Wait, scary? “Yeah, it was scary!” Söderberg replies. “You don't have to really think when you're on tour. You're always busy, there's always something going on, there's always people around. And then you come home, and there's not. All you have is yourself, but you have to get to know who that actually is. You have all this time to think. It's what we ended up writing about on [Stay Gold]: getting to know ourselves. And realising that you've grown up, that you're so much older. Those can be scary things to think about; it's a scary world out there.”
Beyond the idea that their band essentially chronicles their lives, there was no specific thought given, by the Söderberg siblings, to the idea that Stay Gold was going to be a place to address these feelings – to grapple with the slippery sense of 'home', the existential angst of peering deep within, the fleeting nature of things. This is because Söderberg, in her mind, has no idea what her songs are about, and only has to think about them when in interviews.
“I never think anything good comes out of thinking too hard about something you're doing. Neil Young said something about writing songs that went like, 'As soon as I start thinking about what I'm doing, then I have to stop.' That's the way I feel too. Once you start thinking beyond the song – wondering what it's about, where it fits in with what you're doing, whether it's good enough for a record – then that inspiration, or whatever you want to call it, can just vanish. You have to just inhabit that process of songwriting, and enjoy that process. And if you do, if you have fun, then it's probably a good song.”

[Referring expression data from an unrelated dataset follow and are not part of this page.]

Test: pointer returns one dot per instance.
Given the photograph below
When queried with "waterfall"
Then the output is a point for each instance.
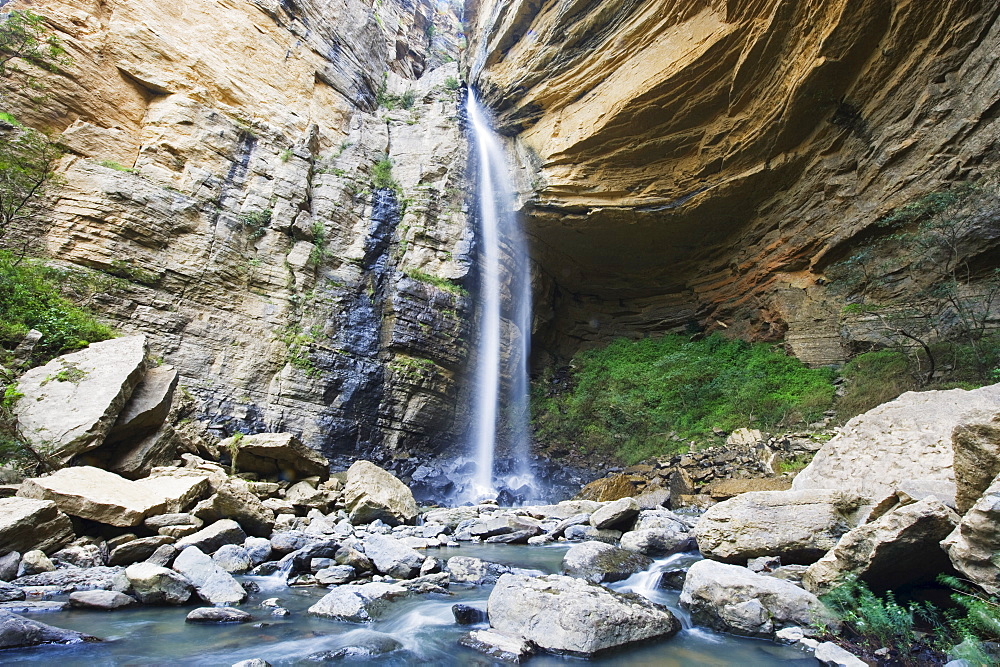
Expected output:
(503, 272)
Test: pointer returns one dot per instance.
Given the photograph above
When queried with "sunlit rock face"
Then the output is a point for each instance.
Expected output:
(703, 162)
(225, 185)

Fun? Is Söderberg, as songwriter, never wracked or tortured by the artistic process? “No, it's a fun process, and it's healthy, too. I think writing a song is a good thing for someone to do. It's like therapy, a way to deal with what you're going through... to try to understand yourself. Sometimes it's this real feeling of 'Hey, does anyone else feel the same way I do?' Like, it comes from a moment of confusion. And then, if you're lucky enough, that song ends up on an album, and then someone else hears it, and they understand exactly how you feel, and it's this real moment of connection. And that's really powerful.”